Set-Theoretic Probability

Question

Consider $\{B_i | i \in I\}$ be a collection of events where $I$ is an arbitrary index set. I would like to show that $$\left(\bigcup_{i \in I} B_i\right)^c = \bigcap_{i \in I} B_i^c.$$

My friend recommended some form of induction on the size of $I$, i.e. induct on the value $|I| = n.$ I can see how this is trivial for $n = 1$, and I have sketched out a variation of this proof for $n = 2$.
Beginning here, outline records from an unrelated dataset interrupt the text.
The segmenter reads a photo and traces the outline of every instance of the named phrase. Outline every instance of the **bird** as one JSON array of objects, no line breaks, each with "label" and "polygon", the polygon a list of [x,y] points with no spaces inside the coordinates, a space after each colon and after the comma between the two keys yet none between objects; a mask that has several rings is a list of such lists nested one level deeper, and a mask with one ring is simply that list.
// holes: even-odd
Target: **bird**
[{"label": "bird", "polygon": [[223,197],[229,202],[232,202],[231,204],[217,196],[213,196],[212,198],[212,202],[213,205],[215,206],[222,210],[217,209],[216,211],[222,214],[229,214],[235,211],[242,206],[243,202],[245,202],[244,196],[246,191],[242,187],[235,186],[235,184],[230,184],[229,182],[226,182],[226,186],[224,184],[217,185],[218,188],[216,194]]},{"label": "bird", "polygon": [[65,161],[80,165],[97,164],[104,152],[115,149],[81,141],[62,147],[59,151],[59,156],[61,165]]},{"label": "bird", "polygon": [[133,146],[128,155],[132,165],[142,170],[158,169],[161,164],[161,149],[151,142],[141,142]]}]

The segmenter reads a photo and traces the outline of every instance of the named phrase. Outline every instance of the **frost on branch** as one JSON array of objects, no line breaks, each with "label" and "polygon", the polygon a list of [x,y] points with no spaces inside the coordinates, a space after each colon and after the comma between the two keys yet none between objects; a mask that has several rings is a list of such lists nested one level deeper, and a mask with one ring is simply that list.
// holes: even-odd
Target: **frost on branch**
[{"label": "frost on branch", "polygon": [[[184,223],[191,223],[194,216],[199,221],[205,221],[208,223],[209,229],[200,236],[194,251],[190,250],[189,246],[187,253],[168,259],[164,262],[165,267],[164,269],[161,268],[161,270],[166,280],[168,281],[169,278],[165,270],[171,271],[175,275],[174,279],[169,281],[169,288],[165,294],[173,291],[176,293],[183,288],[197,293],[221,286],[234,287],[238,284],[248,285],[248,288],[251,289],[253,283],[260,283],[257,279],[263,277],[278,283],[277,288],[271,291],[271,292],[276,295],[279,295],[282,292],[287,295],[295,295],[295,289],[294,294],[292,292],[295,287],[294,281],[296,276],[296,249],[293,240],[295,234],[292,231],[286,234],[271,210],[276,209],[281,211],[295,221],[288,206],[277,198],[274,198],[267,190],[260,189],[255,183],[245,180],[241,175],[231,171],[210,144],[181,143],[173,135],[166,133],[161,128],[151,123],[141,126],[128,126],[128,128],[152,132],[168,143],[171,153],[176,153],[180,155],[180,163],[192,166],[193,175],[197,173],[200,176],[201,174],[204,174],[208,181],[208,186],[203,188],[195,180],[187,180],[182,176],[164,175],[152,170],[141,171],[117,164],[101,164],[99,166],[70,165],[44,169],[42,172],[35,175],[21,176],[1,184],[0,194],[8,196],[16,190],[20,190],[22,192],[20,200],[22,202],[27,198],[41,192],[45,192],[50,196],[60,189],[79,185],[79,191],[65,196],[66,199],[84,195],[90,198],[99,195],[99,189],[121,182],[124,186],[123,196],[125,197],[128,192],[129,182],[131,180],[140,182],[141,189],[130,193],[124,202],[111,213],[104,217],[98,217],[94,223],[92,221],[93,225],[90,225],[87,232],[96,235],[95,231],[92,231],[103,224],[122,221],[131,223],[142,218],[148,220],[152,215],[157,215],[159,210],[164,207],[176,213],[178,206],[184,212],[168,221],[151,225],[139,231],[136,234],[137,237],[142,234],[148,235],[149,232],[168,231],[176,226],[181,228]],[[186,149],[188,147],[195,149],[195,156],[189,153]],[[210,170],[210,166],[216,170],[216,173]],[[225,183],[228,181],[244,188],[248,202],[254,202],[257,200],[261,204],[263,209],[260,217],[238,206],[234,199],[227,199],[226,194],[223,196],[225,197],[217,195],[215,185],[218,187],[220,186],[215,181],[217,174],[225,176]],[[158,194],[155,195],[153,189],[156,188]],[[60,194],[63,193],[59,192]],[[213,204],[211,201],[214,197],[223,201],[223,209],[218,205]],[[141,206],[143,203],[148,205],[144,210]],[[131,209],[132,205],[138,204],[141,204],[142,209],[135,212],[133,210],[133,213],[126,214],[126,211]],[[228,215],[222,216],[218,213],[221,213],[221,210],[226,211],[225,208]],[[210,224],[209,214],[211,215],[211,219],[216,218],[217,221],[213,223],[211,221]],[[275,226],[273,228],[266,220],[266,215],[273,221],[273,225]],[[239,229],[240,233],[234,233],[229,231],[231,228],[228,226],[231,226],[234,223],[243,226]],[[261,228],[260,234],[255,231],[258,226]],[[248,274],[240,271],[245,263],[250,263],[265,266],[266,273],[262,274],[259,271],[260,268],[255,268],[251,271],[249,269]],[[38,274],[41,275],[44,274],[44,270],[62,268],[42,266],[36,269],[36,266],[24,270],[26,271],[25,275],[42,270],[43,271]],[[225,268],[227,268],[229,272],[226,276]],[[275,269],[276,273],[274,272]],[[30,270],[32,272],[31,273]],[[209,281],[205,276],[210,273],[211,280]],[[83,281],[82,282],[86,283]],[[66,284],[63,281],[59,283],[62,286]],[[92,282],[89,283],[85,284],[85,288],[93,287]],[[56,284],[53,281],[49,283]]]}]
Consider $$x \in (B_1 \cup B_2)^c$$ $$\iff x \notin B_1 \cup B_2$$ $$\iff x \notin B_1 \wedge x \notin B_2$$ $$\iff x \in B_1^c \wedge x \in B_2^c$$ $$\iff x \in B_1^c \cap B_2^c.$$

However, I am having some troubles extending this to the $n > 2$ case. Any recommendation on how to perform this induction? Or would it be better to do this with a direct proof?

Answer 1

Hint: "$x$ is not in all $B_i$" is equivalent to "there is some $i$ such that $x$ is not in $B_i$".

Answer 2

Instead of induction, rather following a similar argument to what you had, we get:

$$x \in \left(\bigcup_{i\in I}B_i\right)^c \iff x \notin \bigcup_{i \in I}B_i\iff \forall i, x \notin B_i \iff \forall i, x \in B_i^c \iff x \in \bigcap_{i \in I}B_i^c $$

Even if you had an induction proof, I believe this is better because it holds for arbitrary set $I$ rather than simply a countable sets.